Setu: A Robust Curation Pipeline
The curation of Sangraha is facilitated by Setu, a Spark-based distributed pipeline customized for Indian languages. This pipeline addresses several critical steps in data processing, including extraction, cleaning, flagging, and deduplication. Setu's comprehensive architecture ensures the sanitization and refinement of data, making Sangraha a reliable source for training robust LLMs.
IndicAlign: Enriching Instruction Fine-Tuning Data
IndicAlign, part of IndicLLMsuite, offers a wide array of prompt-response pairs across 20 languages. It merges existing datasets, translates English datasets, and employs both human and synthetic generation methods to create context-grounded conversations. This diversity enriches the suite with culturally and contextually relevant datasets, aiding in comprehensive model training.
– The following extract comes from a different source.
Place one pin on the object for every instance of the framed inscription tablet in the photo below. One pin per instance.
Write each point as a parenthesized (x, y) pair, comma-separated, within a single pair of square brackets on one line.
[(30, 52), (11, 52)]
Theoretical and Practical Implications
The theoretical implications of this research are profound, demonstrating the viability of synthetic data generation in supporting low-resource languages. Practically, the release of IndicLLMsuite paves the way for advanced research and development of LLMs in Indian languages. It serves as a blueprint for extending similar efforts to other languages, advocating for a global approach toward equitable AI development.
Future Directions
This research invites collaboration for training high-quality Indian language LLMs through community-driven initiatives. By pooling resources, the AI community can achieve significant milestones in developing models that are not only linguistically inclusive but also culturally nuanced.
IndicLLMsuite represents a pivotal movement towards closing the linguistic divide in AI advancements, supporting the growth of LLMs across Indian languages. This progressive stride encourages the embrace of diversity and inclusivity in the field of AI, fostering developments that resonate with a broader spectrum of the global population.